The following command show how to check maintenance progress for a block:

gcloud compute reservations blocks describe YOUR_RESERVATION --block-name=YOUR_BLOCK_NAME  \
 --project=YOUR_PROJECT \
  --zone=YOUR_ZONE

The output is similar to the following:

ResourceStatus
  upcomingGroupMaintenance:
    "maintenanceType":"SCHEDULED"
…
    "maintenanceGroupStatus":"PENDING" → "ONGOING"
    "maintenancePending":0
 "maintenanceOngoing":70 → 0

Manually start maintenance on a sub-block

When starting maintenance on a sub-block, you don't specify the --scope parameter because a sub-block is the smallest maintenance scope.

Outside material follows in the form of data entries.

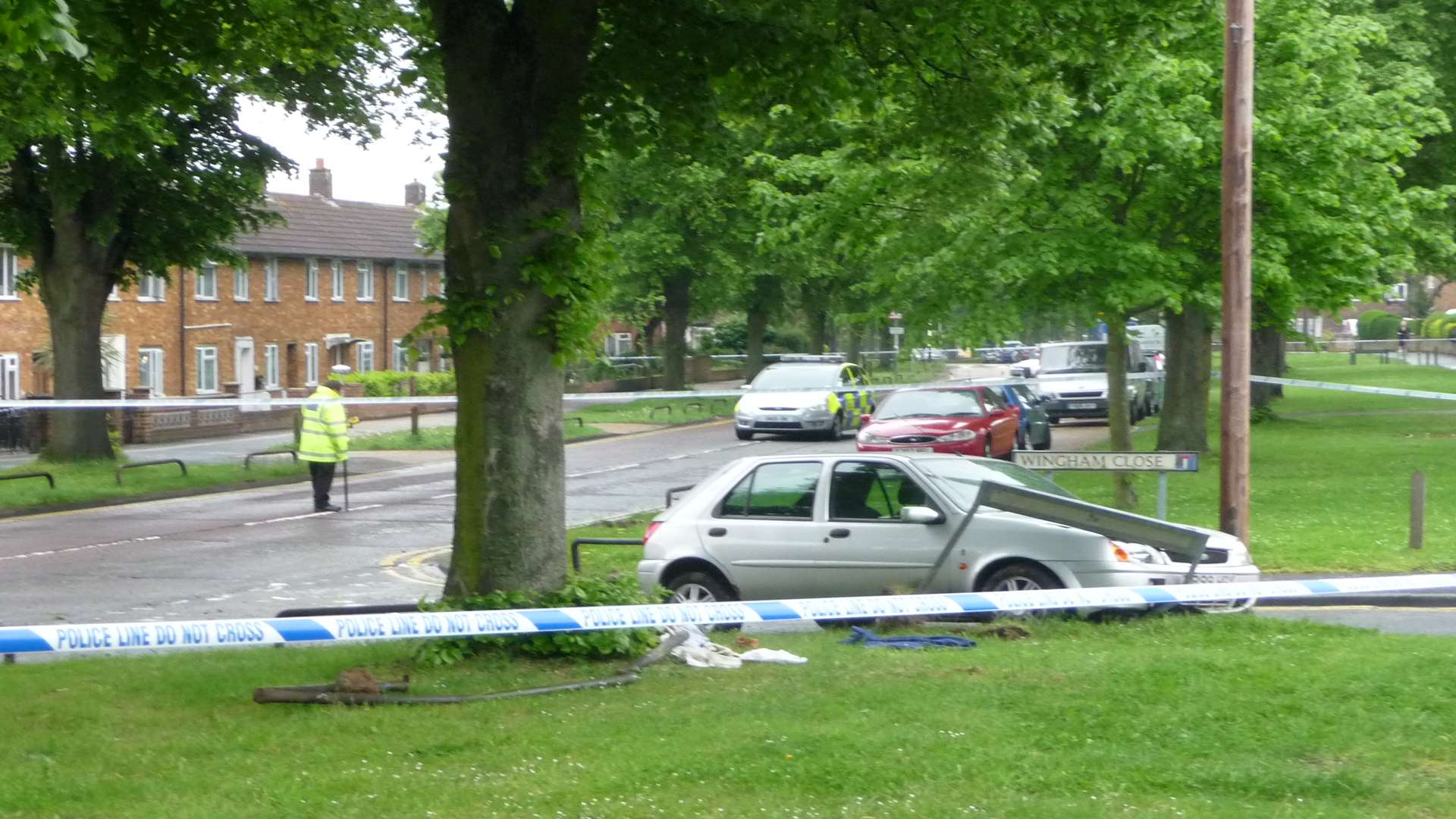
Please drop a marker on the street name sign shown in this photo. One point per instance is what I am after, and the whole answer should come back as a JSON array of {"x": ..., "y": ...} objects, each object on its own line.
[{"x": 1109, "y": 461}]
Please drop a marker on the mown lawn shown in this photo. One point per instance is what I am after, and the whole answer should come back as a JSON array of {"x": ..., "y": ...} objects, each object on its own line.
[
  {"x": 93, "y": 482},
  {"x": 1172, "y": 717},
  {"x": 1331, "y": 472}
]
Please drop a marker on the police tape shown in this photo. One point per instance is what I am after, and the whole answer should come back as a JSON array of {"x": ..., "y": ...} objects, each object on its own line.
[
  {"x": 347, "y": 629},
  {"x": 267, "y": 403},
  {"x": 1356, "y": 388}
]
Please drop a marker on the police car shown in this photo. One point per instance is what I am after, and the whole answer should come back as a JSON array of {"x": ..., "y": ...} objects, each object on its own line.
[{"x": 813, "y": 395}]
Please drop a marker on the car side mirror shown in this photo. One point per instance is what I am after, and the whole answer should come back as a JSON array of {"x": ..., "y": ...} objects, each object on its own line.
[{"x": 919, "y": 515}]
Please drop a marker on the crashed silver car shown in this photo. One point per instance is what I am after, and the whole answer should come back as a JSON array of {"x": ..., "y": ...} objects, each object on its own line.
[{"x": 864, "y": 523}]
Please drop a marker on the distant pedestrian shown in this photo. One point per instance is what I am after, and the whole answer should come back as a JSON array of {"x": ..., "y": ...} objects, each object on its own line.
[{"x": 324, "y": 439}]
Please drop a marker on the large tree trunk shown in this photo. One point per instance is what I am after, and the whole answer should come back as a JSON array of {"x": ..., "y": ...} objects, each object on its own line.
[
  {"x": 758, "y": 325},
  {"x": 677, "y": 290},
  {"x": 76, "y": 278},
  {"x": 1183, "y": 425},
  {"x": 1119, "y": 416},
  {"x": 1266, "y": 359},
  {"x": 514, "y": 77}
]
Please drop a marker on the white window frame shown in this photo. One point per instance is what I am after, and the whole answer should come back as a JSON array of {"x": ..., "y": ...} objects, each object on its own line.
[
  {"x": 152, "y": 375},
  {"x": 204, "y": 283},
  {"x": 9, "y": 376},
  {"x": 364, "y": 352},
  {"x": 271, "y": 376},
  {"x": 207, "y": 363},
  {"x": 310, "y": 365},
  {"x": 366, "y": 280},
  {"x": 400, "y": 283},
  {"x": 242, "y": 281},
  {"x": 152, "y": 289},
  {"x": 9, "y": 275},
  {"x": 271, "y": 279},
  {"x": 310, "y": 280}
]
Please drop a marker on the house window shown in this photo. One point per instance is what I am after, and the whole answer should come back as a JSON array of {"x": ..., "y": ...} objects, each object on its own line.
[
  {"x": 207, "y": 369},
  {"x": 206, "y": 280},
  {"x": 152, "y": 289},
  {"x": 366, "y": 280},
  {"x": 240, "y": 281},
  {"x": 310, "y": 365},
  {"x": 271, "y": 366},
  {"x": 9, "y": 271},
  {"x": 11, "y": 376},
  {"x": 310, "y": 281},
  {"x": 150, "y": 372},
  {"x": 364, "y": 357}
]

The following command starts maintenance on all hosts in a block:

gcloud compute reservations sub-blocks perform-maintenance YOUR_RESERVATION
    --block-name=YOUR_BLOCK_NAME \
    --sub-block-name=YOUR_SUBBLOCK_NAME \
    --project=YOUR_PROJECT \
    --zone=YOUR_ZONE

The following command checks maintenance progress:

gcloud compute reservations sub-blocks describe YOUR_RESERVATION
    --block-name=YOUR_BLOCK_NAME \
    --sub-block-name=YOUR_SUBBLOCK_NAME \
    --project=YOUR_PROJECT \
    --zone=YOUR_ZONE

The output is similar to the following:

ResourceStatus
  groupMaintenance:
    "maintenanceType":"SCHEDULED"
    "canReschedule":True
    "maintenanceGroupStatus":"PENDING" → "ONGOING"
    "maintenancePendingCount": 32 → 0 # 32 hosts updated
    "maintenanceOngoingCount":0 → 32 → 0
    "instanceMaintenancePendingCount": 64 → 0
    "instanceMaintenanceOngoingCount": 0 → 64 → 0 # 64 instances updated

Manually start pending maintenance for a TPU VM

If a host is running more than one VM, starting the maintenance on one VM triggers maintenance for all VMs on the host.

The following example shows how to manually trigger maintenance for a Trillium host that has two VMs:

gcloud compute instances perform-maintenance vm-1

Starting the maintenance of vm-1 will trigger the maintenance of vm-2.